Royal Botanic Gardens, Trinidad
• Enjoy a lush green oasis in the centre of Port of Spain and admire ancient giant trees in one of the oldest botanical gardens in the West Indies
• The blossoms of magnolia and African tulip trees are especially pretty, as are the unusual buds of bootlace and cigar trees

Established in 1818 by Governor Ralph Woodford, and currently celebrating its 200th anniversary, this garden is off the Queen’s Park Savannah – Port of Spain’s largest recreational space and centre stage for the Trinidad Carnival. All of this land was once a sugar estate, bought by the town council in 1817, and the 62-acre gardens were laid out a year later. Breadfruit and mango trees, nutmeg and other spices were transported from the St Vincent & the Grenadines Botanical Gardens, while the Governor’s gardener was dispatched overseas to collect more species.

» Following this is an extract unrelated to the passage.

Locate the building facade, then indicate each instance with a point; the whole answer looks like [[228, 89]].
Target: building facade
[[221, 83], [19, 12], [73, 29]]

Today it features around 700 trees and many herbaceous, alpine, insectivorous, economic and succulent plants from every continent in the world – about 15% are indigenous to Trinidad & Tobago. Follow the network of gentle shady paths and nice picnic spots, and keep an eye out for tropical birds, butterflies and little lizards as you explore the lush greenery. You’ll also find the President’s House (1876) and a small cemetery where former Governors of Trinidad have been buried since 1819.
• Circular Rd, Queen’s Park Savannah, Port of Spain; +1 868 622 1221

St Vincent & the Grenadines Botanical Gardens, St Vincent
• Wander around one of the oldest botanical gardens in the Western Hemisphere, established in 1765
• Spot the breadfruit tree grown from a seedling brought from Tahiti in 1798 by Captain William Bligh

Just below Government House in Kingstown, these lush 20-acre gardens were created in 1765 by General Robert Melville, British Governor of the Windward Islands, ‘to provide medicinal plants for the military and improve the life and economy of the colony’. Here, botanists studied plants ranging from breadfruit to black pepper. Pick up a guide to explain the commercial uses of mahogany, rubber and teak trees, hibiscus, cinnamon and nutmeg. The rare St Vincent parrot can be seen in the aviaries, and the St Vincent National Museum in the grounds exhibits pre-Columbian Indian, Arawak and Kalinago artefacts.